Treatment and Rehabilitation: Making it Affordable and Accessible
In this country, getting treatment for drug addiction is almost a luxury. Both inpatient and outpatient programs can be costly. While the Affordable Care Act requires private insurance companies to provide some support in the form of substance abuse treatment, exactly how much you receive will depend on your individual plan. Oftentimes, it leaves these individuals and their families to foot the bill. And if that isn’t a feasible option, they’re left to figure things out on their own.
Very often, they can’t. Beating addiction isn’t like flipping a switch. It’s a disease.
Overall, several millions of people seek out addiction treatment every year, but only a small percentage receive the help that they need.
If pharmaceutical and insurance companies will help patients obtain opioids, then they should be prepared to help them obtain treatment if abuse and addiction strike. This includes therapy, in-patient and out-patient treatment, and any necessary medications for battling addiction.
Affordable therapy and treatment centers need to be more available on a local, community level. If an individual is already having a hard time covering the cost of treatment, they’re certainly not going to be able to afford to travel and receive it.
Importantly, we need to answer opioid addiction with treatment and rehabilitation and not jail sentences. This merely perpetuates the idea that opioid addiction is a “bad person’s” disease when really, it can happen to anyone, from any walk of life, education background, career path, etc. Demolishing this stigma will help to change the way our nation looks at addiction, recognizing it as an illness as opposed to a personal weakness or merely chalking it up to poor decision-making.
In general, policymakers need to make more proactive and aggressive efforts to get opioid availability and use under control. Serious change often starts from the top.

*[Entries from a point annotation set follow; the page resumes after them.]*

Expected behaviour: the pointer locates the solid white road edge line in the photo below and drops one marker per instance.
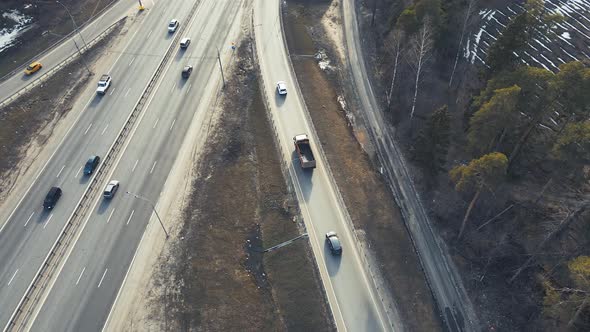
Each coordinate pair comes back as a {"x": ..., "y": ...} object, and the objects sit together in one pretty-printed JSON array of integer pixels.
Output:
[
  {"x": 131, "y": 216},
  {"x": 110, "y": 215},
  {"x": 14, "y": 275},
  {"x": 101, "y": 279},
  {"x": 31, "y": 216},
  {"x": 81, "y": 273},
  {"x": 48, "y": 219},
  {"x": 59, "y": 173}
]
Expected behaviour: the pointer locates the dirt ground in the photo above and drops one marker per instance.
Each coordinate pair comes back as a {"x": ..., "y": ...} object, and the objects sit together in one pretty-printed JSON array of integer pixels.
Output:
[
  {"x": 370, "y": 204},
  {"x": 50, "y": 24},
  {"x": 214, "y": 276},
  {"x": 29, "y": 121}
]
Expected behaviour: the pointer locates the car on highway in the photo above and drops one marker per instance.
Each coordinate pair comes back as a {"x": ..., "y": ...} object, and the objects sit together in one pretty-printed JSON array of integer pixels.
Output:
[
  {"x": 111, "y": 189},
  {"x": 103, "y": 84},
  {"x": 173, "y": 25},
  {"x": 52, "y": 197},
  {"x": 185, "y": 42},
  {"x": 33, "y": 68},
  {"x": 282, "y": 88},
  {"x": 186, "y": 71},
  {"x": 334, "y": 243},
  {"x": 91, "y": 164}
]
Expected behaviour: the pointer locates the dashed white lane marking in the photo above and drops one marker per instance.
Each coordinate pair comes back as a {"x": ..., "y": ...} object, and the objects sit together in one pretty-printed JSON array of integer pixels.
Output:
[
  {"x": 14, "y": 275},
  {"x": 110, "y": 215},
  {"x": 105, "y": 129},
  {"x": 47, "y": 222},
  {"x": 131, "y": 216},
  {"x": 31, "y": 216},
  {"x": 61, "y": 170},
  {"x": 81, "y": 273},
  {"x": 101, "y": 279}
]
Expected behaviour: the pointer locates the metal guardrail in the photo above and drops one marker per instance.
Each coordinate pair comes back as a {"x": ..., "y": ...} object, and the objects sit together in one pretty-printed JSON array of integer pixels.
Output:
[
  {"x": 61, "y": 40},
  {"x": 27, "y": 305},
  {"x": 46, "y": 75}
]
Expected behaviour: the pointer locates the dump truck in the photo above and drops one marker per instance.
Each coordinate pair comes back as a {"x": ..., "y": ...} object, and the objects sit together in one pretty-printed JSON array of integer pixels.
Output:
[{"x": 304, "y": 152}]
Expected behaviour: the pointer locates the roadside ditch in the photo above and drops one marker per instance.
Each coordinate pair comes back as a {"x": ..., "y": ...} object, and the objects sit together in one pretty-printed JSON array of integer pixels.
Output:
[{"x": 311, "y": 28}]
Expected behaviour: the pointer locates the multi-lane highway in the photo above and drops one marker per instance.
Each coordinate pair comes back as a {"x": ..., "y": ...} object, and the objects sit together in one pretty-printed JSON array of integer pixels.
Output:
[
  {"x": 103, "y": 252},
  {"x": 55, "y": 56},
  {"x": 81, "y": 298},
  {"x": 353, "y": 299}
]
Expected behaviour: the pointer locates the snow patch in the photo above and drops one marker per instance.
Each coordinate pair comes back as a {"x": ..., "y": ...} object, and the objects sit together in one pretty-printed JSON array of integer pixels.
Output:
[{"x": 8, "y": 35}]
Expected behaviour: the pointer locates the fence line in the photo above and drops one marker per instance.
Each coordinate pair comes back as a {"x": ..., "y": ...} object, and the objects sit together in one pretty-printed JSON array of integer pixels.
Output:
[{"x": 27, "y": 304}]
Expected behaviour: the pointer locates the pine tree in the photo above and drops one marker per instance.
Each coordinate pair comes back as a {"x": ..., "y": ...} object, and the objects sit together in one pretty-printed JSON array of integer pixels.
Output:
[
  {"x": 433, "y": 141},
  {"x": 486, "y": 172}
]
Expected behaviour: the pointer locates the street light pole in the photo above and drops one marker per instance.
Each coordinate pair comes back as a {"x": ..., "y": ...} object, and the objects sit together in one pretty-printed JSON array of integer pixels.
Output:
[
  {"x": 220, "y": 66},
  {"x": 153, "y": 208},
  {"x": 79, "y": 33}
]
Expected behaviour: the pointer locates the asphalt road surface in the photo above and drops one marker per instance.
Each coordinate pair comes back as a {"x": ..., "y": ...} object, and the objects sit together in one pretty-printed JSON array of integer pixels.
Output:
[
  {"x": 351, "y": 294},
  {"x": 81, "y": 298},
  {"x": 442, "y": 275},
  {"x": 29, "y": 232},
  {"x": 55, "y": 56}
]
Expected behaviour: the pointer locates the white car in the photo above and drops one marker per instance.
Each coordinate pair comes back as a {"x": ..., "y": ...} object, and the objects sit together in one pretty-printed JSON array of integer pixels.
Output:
[
  {"x": 185, "y": 42},
  {"x": 282, "y": 88},
  {"x": 173, "y": 25},
  {"x": 111, "y": 189}
]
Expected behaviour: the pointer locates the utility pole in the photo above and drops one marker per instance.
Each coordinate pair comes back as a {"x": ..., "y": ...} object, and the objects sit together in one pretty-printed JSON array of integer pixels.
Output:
[
  {"x": 153, "y": 209},
  {"x": 79, "y": 33},
  {"x": 220, "y": 66}
]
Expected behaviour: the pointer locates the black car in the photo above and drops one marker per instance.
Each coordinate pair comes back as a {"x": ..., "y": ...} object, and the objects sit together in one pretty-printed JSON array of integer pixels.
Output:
[
  {"x": 52, "y": 197},
  {"x": 186, "y": 71},
  {"x": 334, "y": 243},
  {"x": 91, "y": 165}
]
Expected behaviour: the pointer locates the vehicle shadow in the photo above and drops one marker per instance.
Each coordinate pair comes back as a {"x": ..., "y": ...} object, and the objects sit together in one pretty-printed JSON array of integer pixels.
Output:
[
  {"x": 279, "y": 99},
  {"x": 332, "y": 261},
  {"x": 84, "y": 178},
  {"x": 104, "y": 205},
  {"x": 303, "y": 176}
]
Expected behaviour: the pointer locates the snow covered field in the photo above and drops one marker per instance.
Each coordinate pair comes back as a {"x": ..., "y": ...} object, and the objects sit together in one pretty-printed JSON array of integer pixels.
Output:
[
  {"x": 8, "y": 35},
  {"x": 572, "y": 41}
]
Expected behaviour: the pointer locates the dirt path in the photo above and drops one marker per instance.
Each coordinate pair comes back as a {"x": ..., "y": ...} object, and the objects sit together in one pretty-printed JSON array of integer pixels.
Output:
[
  {"x": 212, "y": 276},
  {"x": 371, "y": 206}
]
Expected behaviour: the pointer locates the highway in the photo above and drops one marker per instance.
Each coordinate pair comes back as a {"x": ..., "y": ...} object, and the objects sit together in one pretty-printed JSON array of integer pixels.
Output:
[
  {"x": 442, "y": 275},
  {"x": 350, "y": 291},
  {"x": 29, "y": 232},
  {"x": 56, "y": 55},
  {"x": 81, "y": 298}
]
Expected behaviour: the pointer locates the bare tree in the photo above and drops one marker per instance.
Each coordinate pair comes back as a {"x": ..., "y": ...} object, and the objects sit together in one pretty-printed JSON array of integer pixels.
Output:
[
  {"x": 468, "y": 14},
  {"x": 420, "y": 53},
  {"x": 393, "y": 43}
]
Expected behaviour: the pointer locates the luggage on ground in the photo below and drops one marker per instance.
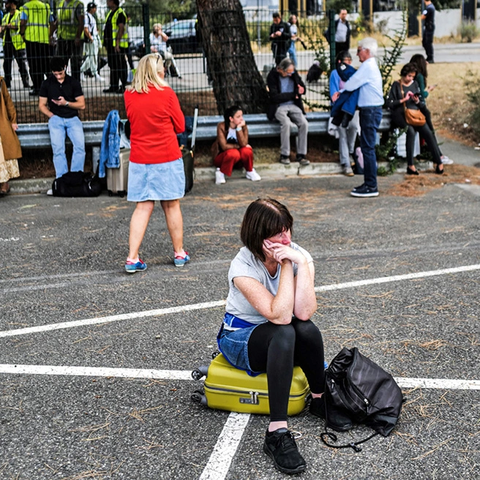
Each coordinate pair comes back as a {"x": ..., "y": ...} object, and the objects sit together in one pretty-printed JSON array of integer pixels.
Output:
[
  {"x": 117, "y": 178},
  {"x": 76, "y": 184},
  {"x": 228, "y": 388}
]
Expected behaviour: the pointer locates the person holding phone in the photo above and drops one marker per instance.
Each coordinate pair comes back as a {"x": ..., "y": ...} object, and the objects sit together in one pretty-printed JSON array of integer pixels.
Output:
[
  {"x": 60, "y": 99},
  {"x": 421, "y": 78},
  {"x": 280, "y": 37},
  {"x": 406, "y": 93}
]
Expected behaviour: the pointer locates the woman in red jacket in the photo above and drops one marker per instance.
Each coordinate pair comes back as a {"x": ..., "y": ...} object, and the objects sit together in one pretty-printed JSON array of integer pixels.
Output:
[{"x": 156, "y": 167}]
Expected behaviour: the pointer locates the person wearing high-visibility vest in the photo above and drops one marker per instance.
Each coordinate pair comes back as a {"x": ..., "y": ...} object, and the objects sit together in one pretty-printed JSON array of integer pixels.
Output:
[
  {"x": 115, "y": 39},
  {"x": 70, "y": 22},
  {"x": 13, "y": 44},
  {"x": 35, "y": 21}
]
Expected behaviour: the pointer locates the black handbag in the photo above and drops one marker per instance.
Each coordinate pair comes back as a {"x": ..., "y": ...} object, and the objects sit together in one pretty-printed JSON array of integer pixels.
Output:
[
  {"x": 358, "y": 390},
  {"x": 77, "y": 184}
]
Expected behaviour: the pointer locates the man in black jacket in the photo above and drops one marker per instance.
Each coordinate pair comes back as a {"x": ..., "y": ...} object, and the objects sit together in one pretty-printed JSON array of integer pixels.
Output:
[
  {"x": 342, "y": 32},
  {"x": 280, "y": 37},
  {"x": 286, "y": 89}
]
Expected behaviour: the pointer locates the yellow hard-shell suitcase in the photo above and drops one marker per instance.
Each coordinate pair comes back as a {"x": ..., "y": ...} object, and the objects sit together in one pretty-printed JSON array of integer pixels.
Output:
[{"x": 228, "y": 388}]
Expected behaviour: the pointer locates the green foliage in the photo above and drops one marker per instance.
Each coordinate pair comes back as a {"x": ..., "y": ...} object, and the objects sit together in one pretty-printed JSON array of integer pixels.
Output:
[
  {"x": 160, "y": 10},
  {"x": 393, "y": 54},
  {"x": 472, "y": 90},
  {"x": 338, "y": 5},
  {"x": 468, "y": 31}
]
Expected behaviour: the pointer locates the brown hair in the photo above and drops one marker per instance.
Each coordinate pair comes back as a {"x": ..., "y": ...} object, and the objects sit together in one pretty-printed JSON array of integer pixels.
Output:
[
  {"x": 263, "y": 219},
  {"x": 419, "y": 61}
]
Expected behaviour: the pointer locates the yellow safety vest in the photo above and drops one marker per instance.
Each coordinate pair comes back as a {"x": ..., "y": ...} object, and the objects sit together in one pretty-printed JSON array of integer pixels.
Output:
[
  {"x": 38, "y": 21},
  {"x": 17, "y": 41},
  {"x": 124, "y": 39},
  {"x": 67, "y": 20}
]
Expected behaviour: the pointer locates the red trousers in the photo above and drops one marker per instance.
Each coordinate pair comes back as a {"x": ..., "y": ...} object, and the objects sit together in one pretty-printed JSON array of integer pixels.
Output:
[{"x": 227, "y": 159}]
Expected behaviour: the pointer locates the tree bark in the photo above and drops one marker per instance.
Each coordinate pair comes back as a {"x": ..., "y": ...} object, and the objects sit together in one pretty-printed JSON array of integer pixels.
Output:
[{"x": 231, "y": 63}]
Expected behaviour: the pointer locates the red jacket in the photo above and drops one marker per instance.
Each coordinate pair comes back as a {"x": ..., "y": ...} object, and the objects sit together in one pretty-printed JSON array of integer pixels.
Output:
[{"x": 155, "y": 120}]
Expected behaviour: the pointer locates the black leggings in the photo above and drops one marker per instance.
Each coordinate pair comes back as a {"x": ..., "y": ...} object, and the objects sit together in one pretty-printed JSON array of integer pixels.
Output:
[{"x": 275, "y": 349}]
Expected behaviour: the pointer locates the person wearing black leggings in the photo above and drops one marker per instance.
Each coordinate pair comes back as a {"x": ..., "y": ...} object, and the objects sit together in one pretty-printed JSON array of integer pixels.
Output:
[
  {"x": 404, "y": 94},
  {"x": 267, "y": 326}
]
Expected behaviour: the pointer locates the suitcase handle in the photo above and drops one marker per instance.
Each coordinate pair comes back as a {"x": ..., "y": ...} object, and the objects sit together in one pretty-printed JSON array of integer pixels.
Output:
[{"x": 253, "y": 400}]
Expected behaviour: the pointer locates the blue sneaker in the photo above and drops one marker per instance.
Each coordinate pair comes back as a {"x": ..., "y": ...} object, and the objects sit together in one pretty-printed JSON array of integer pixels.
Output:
[
  {"x": 180, "y": 261},
  {"x": 135, "y": 267}
]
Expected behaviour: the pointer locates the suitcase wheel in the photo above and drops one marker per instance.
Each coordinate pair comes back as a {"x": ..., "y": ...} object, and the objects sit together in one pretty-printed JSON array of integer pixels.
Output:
[
  {"x": 199, "y": 372},
  {"x": 199, "y": 397}
]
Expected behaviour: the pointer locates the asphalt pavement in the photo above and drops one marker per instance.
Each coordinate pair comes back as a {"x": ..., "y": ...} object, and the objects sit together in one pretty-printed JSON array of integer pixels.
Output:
[{"x": 95, "y": 364}]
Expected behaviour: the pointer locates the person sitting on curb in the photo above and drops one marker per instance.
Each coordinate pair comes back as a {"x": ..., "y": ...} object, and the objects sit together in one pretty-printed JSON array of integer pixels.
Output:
[
  {"x": 60, "y": 99},
  {"x": 231, "y": 146},
  {"x": 286, "y": 89}
]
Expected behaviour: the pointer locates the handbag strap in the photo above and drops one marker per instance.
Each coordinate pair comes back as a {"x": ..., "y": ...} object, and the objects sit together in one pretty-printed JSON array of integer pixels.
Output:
[{"x": 333, "y": 437}]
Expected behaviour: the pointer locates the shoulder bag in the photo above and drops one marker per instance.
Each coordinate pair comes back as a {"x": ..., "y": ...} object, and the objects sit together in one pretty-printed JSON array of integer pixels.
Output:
[
  {"x": 358, "y": 390},
  {"x": 413, "y": 117}
]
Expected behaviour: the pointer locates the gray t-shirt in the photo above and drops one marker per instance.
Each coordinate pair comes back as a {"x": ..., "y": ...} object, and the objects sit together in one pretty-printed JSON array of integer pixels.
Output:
[{"x": 245, "y": 264}]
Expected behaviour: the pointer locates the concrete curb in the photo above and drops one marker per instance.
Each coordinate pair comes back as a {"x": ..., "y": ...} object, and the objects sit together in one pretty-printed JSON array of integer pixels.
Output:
[{"x": 274, "y": 170}]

We also need to be better about educating the general public on the signs and symptoms of opioid abuse. If more people are equipped to recognize the warning signs, it can mean the difference between life and death.
Lastly, we need to understand and accept that opioid addiction isn’t just an addict’s problem. It’s our country’s problem. We need to attack this epidemic from all angles if we want to turn it around.
There is at least a little good news here: We have more control over the opioid epidemic than we think. While this will demand big changes from policymakers, pharmaceutical companies, and the medical industry as a whole, change is possible.